LISTEN: 3 lessons from Ambassador Marie Yovanovitch for a career in foreign service

October 14, 2022

In a highly attended Q&A event, three-time U.S. Ambassador Marie Yovanovitch (ret.) visited GSPIA to discuss her 33-year career in the U.S. Foreign Service, most recently in Kyiv as the U.S. Ambassador to Ukraine. During her visit, Yovanovitch also connected with GSPIA students, undergraduates, and community members with ties to Ukraine.

Listen to the entire conversation moderated by GSPIA Dean Carissa Slotterback, where Yovanovitch reflects on the arc of her fascinating life and courageous career in foreign policy and diplomacy--including its highly publicized culmination under the Trump Administration.

Or, if you’re looking for a quick dose of Yovanovitch’s hard-won wisdom for a career in foreign service, check out the conversation highlights below.

#1: Be yourself, not who you think you should be.

Early in her career, when President Reagan was in office, Yovanovitch was a staff assistant for the ambassador at the U.S. embassy in Great Britain. She observed the leadership styles of three male higher-ups and noticed that they each did things in his own way, but each was effective.

Most of Yovanovitch’s role models were men. But realizing the diversity of their leadership styles, she realized she, too, could manage her career in her own way. “I didn’t have to think ‘What would a man do in this position?’ It enabled me to be myself,” she said.

”When you’re comfortable with who you are, you can be much more effective, because everyone is going to recognize that.”

"Marie Yovanovitch and Carissa Slotterback sit opposite each other on a stage, talking. The tops of heads of people in the crowd are visible, facing the stage."
Ambassador Marie Yovanovitch speaks to the crowd at the University of Pittsburgh in a conversation moderated by GSPIA Dean Carissa Slotterback.
 

#2: Wake up every morning with a sense of possibility – or find a different line of work.

“I was doing the kind of work that I would pay someone else to have the opportunity to do!” said Yovanovitch. As a junior foreign service officer, Yovanovitch was thrilled that she was getting paid a salary to meet people, collect information, analyze it, send it back to Washington, and provide policy recommendations.

In 1993, when she arrived in Moscow, Yeltsin and the parliament had a violent confrontation. “Things never let up after that,” she said. “Every morning, I would think, what’s going to happen today?” She never knew what to expect, and what new challenges she had to face, but as a young officer, her work felt exciting and important.

“I had a 'Pinch me, is this really real?' kind of feeling, and I made myself a promise,” said Yovanovitch. “If I lost that feeling, I would leave the foreign service.” There was no point dragging herself across the globe if she didn’t love it. “Fortunately for me, that feeling didn’t leave.”

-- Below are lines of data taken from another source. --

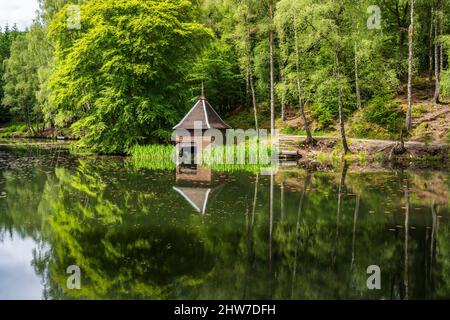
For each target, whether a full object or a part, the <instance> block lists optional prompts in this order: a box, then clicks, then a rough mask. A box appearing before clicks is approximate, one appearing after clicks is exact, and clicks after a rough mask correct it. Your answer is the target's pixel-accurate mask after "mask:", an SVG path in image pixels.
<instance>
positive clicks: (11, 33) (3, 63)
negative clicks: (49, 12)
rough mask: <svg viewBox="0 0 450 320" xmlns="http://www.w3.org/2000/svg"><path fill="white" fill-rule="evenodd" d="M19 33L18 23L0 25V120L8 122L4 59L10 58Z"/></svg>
mask: <svg viewBox="0 0 450 320" xmlns="http://www.w3.org/2000/svg"><path fill="white" fill-rule="evenodd" d="M18 35H19V31H18V30H17V27H16V25H14V26H13V27H12V28H10V27H9V26H8V25H6V26H5V27H4V28H2V27H1V26H0V122H7V121H8V120H10V117H11V114H10V112H9V108H8V106H5V105H4V104H3V103H2V100H3V98H4V92H3V86H4V84H5V83H4V80H3V75H4V71H5V64H4V61H5V60H6V59H8V58H9V56H10V51H11V44H12V43H13V41H14V39H15V38H16V37H17V36H18Z"/></svg>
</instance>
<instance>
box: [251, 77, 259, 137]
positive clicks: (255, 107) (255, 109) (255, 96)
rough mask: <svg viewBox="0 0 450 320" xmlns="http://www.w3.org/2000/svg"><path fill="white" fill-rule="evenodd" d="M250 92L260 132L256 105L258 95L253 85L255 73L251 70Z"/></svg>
mask: <svg viewBox="0 0 450 320" xmlns="http://www.w3.org/2000/svg"><path fill="white" fill-rule="evenodd" d="M249 74H250V77H249V78H250V79H249V80H250V91H251V93H252V104H253V114H254V115H255V130H256V131H258V130H259V124H258V106H257V104H256V94H255V86H254V85H253V72H252V71H251V70H250V71H249Z"/></svg>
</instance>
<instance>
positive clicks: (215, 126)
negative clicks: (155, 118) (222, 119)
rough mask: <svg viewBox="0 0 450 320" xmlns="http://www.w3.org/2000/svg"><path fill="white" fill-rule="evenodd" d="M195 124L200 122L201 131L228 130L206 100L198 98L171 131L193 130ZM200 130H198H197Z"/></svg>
mask: <svg viewBox="0 0 450 320" xmlns="http://www.w3.org/2000/svg"><path fill="white" fill-rule="evenodd" d="M195 122H201V129H230V128H231V127H230V126H229V125H227V124H226V123H225V122H224V121H223V120H222V118H221V117H220V116H219V115H218V114H217V112H216V111H215V110H214V108H213V107H211V105H210V104H209V102H208V101H207V100H206V98H205V97H204V96H203V94H202V96H201V97H200V99H199V100H198V102H197V103H196V104H195V105H194V106H193V107H192V109H191V110H190V111H189V112H188V113H187V114H186V116H185V117H184V118H183V119H182V120H181V121H180V123H178V124H177V125H176V126H175V127H173V130H176V129H187V130H193V129H195V128H194V124H195ZM199 129H200V128H199Z"/></svg>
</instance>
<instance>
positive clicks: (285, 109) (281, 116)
mask: <svg viewBox="0 0 450 320" xmlns="http://www.w3.org/2000/svg"><path fill="white" fill-rule="evenodd" d="M282 60H283V59H280V77H281V121H282V122H283V123H284V122H285V121H286V114H285V113H286V88H285V81H284V64H283V61H282Z"/></svg>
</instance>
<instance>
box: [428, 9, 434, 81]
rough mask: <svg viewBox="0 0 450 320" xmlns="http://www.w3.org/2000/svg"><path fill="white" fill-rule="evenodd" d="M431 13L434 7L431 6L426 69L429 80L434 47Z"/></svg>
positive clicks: (432, 60) (433, 57) (431, 73)
mask: <svg viewBox="0 0 450 320" xmlns="http://www.w3.org/2000/svg"><path fill="white" fill-rule="evenodd" d="M433 15H434V9H433V8H431V16H430V17H431V18H430V34H429V37H430V42H429V45H428V59H429V61H428V63H429V65H428V66H429V67H428V68H429V70H428V80H429V81H430V82H431V81H433V58H434V57H433V51H434V50H433V48H434V46H433V28H434V21H433Z"/></svg>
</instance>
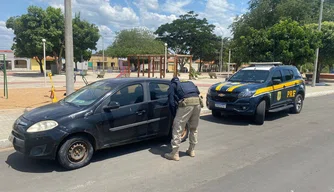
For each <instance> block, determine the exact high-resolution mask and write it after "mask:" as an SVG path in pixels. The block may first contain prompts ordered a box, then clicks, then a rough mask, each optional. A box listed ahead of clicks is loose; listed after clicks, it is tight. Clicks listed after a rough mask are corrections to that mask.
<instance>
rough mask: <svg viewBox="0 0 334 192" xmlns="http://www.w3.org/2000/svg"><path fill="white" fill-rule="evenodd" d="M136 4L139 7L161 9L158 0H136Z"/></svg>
mask: <svg viewBox="0 0 334 192" xmlns="http://www.w3.org/2000/svg"><path fill="white" fill-rule="evenodd" d="M134 4H135V5H136V6H137V7H138V8H139V9H144V10H154V11H156V10H158V9H159V2H158V0H135V2H134Z"/></svg>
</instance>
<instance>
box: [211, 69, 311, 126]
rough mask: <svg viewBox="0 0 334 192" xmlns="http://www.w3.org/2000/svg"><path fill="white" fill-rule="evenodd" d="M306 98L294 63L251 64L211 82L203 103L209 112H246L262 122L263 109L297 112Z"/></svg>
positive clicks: (216, 113)
mask: <svg viewBox="0 0 334 192" xmlns="http://www.w3.org/2000/svg"><path fill="white" fill-rule="evenodd" d="M304 98H305V82H304V80H303V78H302V76H301V74H300V73H299V71H298V69H297V68H296V67H294V66H288V65H279V66H271V65H270V66H263V65H260V66H251V67H247V68H244V69H241V70H239V71H238V72H236V73H235V74H234V75H233V76H232V77H231V78H229V79H228V80H227V81H225V82H221V83H217V84H214V85H212V86H211V87H210V88H209V90H208V94H207V99H206V105H207V107H208V109H210V110H211V111H212V115H213V116H215V117H220V116H221V114H237V115H249V116H253V117H254V121H255V123H257V124H260V125H262V124H263V123H264V119H265V114H266V112H278V111H283V110H287V109H289V110H290V111H291V112H292V113H300V112H301V110H302V107H303V101H304Z"/></svg>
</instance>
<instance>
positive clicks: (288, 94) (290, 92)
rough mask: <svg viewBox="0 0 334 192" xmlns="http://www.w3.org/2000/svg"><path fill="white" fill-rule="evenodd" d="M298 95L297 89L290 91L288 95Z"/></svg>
mask: <svg viewBox="0 0 334 192" xmlns="http://www.w3.org/2000/svg"><path fill="white" fill-rule="evenodd" d="M295 95H296V90H292V91H288V96H287V97H295Z"/></svg>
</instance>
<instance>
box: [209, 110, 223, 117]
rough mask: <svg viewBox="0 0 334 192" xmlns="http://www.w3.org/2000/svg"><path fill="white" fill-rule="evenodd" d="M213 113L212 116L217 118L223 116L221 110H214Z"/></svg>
mask: <svg viewBox="0 0 334 192" xmlns="http://www.w3.org/2000/svg"><path fill="white" fill-rule="evenodd" d="M211 113H212V116H214V117H216V118H219V117H221V116H222V115H221V112H220V111H216V110H212V111H211Z"/></svg>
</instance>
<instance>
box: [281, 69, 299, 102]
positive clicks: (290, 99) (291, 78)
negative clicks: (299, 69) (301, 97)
mask: <svg viewBox="0 0 334 192" xmlns="http://www.w3.org/2000/svg"><path fill="white" fill-rule="evenodd" d="M283 76H284V83H285V85H286V87H285V97H286V101H287V103H292V102H294V100H295V97H296V94H297V93H296V91H297V90H296V86H297V83H296V82H294V81H295V79H294V76H295V75H294V73H293V71H292V70H291V69H283Z"/></svg>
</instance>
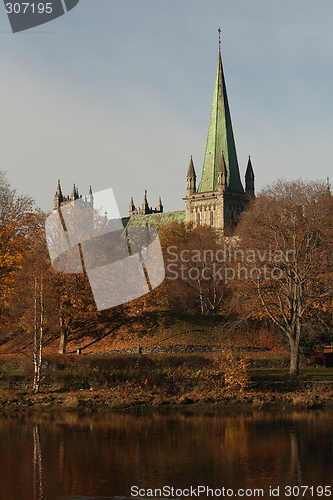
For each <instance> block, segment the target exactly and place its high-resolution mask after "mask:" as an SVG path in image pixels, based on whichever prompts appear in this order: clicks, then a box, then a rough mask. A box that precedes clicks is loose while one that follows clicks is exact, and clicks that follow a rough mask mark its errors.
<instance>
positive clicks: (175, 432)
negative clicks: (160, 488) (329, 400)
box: [0, 409, 333, 500]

#3: Exercise your integrity muscle, even when others are rolling their eyes.

Rules are there to protect us, insists Yovanovitch, and that starts with the miniscule things. For example: when offered a free upgrade on a plane back from an assignment, Yovanovitch declined. Foreign service officers have rules about what they cannot accept in the form of gifts, and a first-class seat was one of them. “The businesspeople would have to come back to economy to have consultations with me,” she said, and they took note.

“You want an ambassador that is following the rules, not taking little gratuities here and there, which creates the belief that you’ll do the right thing on the big issues.”

She explained, “It’s rare that someone will approach you with a $10 million dollar bribe for you to do the wrong thing. But you get hooked over time with smaller [favors] – and then, even if you want to stop, you can’t, because whoever’s paying you has the goods on you.”

In the business of foreign service, there’s not a clear path forward. “By the time I got a problem set, it’s hard. By the time it goes to the president, it’s impossible,” said Yovanovitch. Out of the bad options and worse options, people need to trust that you’re acting in the interest of the United States.

When the smear campaign began, and Yovanovitch was told that she should “indicate her loyalty to President Trump,” she made the hardest decision that ended her 33-year career, but stuck to her guns.

“Every public servant is loyal to our government and to implementing the President’s foreign policy. All of us swear an oath to the Constitution,” said Yovanovitch. “Crucially, in the United States, we do not swear allegiance to an individual. One of the things the American Revolution was about was stopping that practice.”

Yovanovitch was always in pursuit of American foreign policy. “I was pulled out [recalled] because I was following that policy,” she said.

“It was my personal tragedy, but it had far greater implications for our national security.”  

Lessons From the Edge: A Conversation with Marie Yovanovitch was recorded Thursday, October 13, 2022, in the William Pitt Union Assembly Room on the University of Pittsburgh’s Oakland campus. The event was hosted by the Graduate School of Public and International Affairs (GSPIA).

"Marie Yovanovitch, Dean Carissa Slotterback, Chancellor Patrick Gallagher, and 7 other Pitt community members pose for a group photo in the Ukrainian Nationality Room. One student holds a copy of Yovanovitch's memoir, Lessons from the Edge."
Before her event, Ambassador Marie Yovanovitch was welcomed to Pitt’s campus by University of Pittsburgh Chancellor Patrick Gallagher, GSPIA Dean Carissa Slotterback, and students, faculty and staff in the Ukrainian Nationality Room.